Brusquement, devant moi, apparaît un couple qui se met à danser, puis deux, puis trois, puis dix, puis vingt. Ils ont l'air de chair et d'os, tellement réels. Mais ce sont des images projetées, comme des hologrammes. Ils sont à taille humaine et virevoltent sur la piste autour de Rob et moi sans que nous sachions comment réagir.

Brusquement, je laisse échapper un cri de surprise. Rob, un autre Rob, danse avec une autre moi, là, juste sous mes yeux. Nous aussi nous avons été dupliqués ! Je nous observe danser, c'est comme si je regardais dans un miroir ! Des dizaines de miroir en réalité. Tous les danseurs sont... des répliques de nous deux. Nous revivons la reconstitution grandeur nature des minutes précédentes.

Les invités sont sur les bords de la piste. Ils poussent des cris et s'extasient sur cette étrange vision.

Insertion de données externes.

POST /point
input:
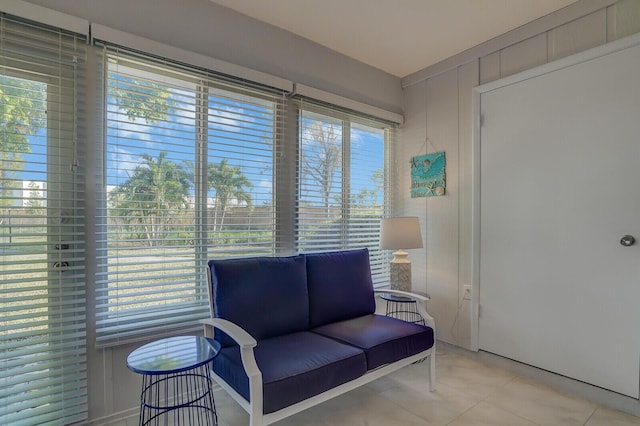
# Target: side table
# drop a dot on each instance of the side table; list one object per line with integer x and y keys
{"x": 403, "y": 308}
{"x": 176, "y": 384}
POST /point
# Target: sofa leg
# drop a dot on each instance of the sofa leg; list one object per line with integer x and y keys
{"x": 432, "y": 370}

— Je remercie les investisseurs de s'être déplacés pour le lancement du nouveau logiciel de traitement et de création d'images de ma compagnie Beauty Inc. Les applications du travail de mon entreprise seront utiles au monde de la mode et de la vente en ligne. Mesdames et messieurs, des illustrations de ses possibilités hors normes vous seront présentées ce soir. Mon équipe et moi-même comptons sur vous pour vous prêter au jeu et profiter de cette expérience unique, avant le lancement mondial du logiciel et de ses applications commerciales dans quelques semaines. Afin de rendre cette soirée inoubliable, je vous propose également de participer aux activités ludiques. Les hôtesses en robe jaune vous offriront les programmes. Je vous souhaite une agréable soirée.

Je n'ai pas le temps de comprendre ce qui se trame. Rob, furieux, interroge Matthias du regard. Il lui fait un sourire et disparaît aussitôt dans la foule.

— Il va m'utiliser jusqu'au bout. On dit se soustraire à ses caméras ! Suis-moi, s'il te plaît.

— Où allons-nous ?

J'ai beau répéter la question, Rob ne répond pas. Il me prend la main pour m'aider à descendre de la poste de danse et nous éloigner de tous ces hologrammes.

Nous traversons le parc, ignorant au passage les hôtesses qui nous tendent des programmes. Nous pénétrons dans le bois privé. La nuit commence à tomber. Les lampions clignotent et s'allument sur notre passage.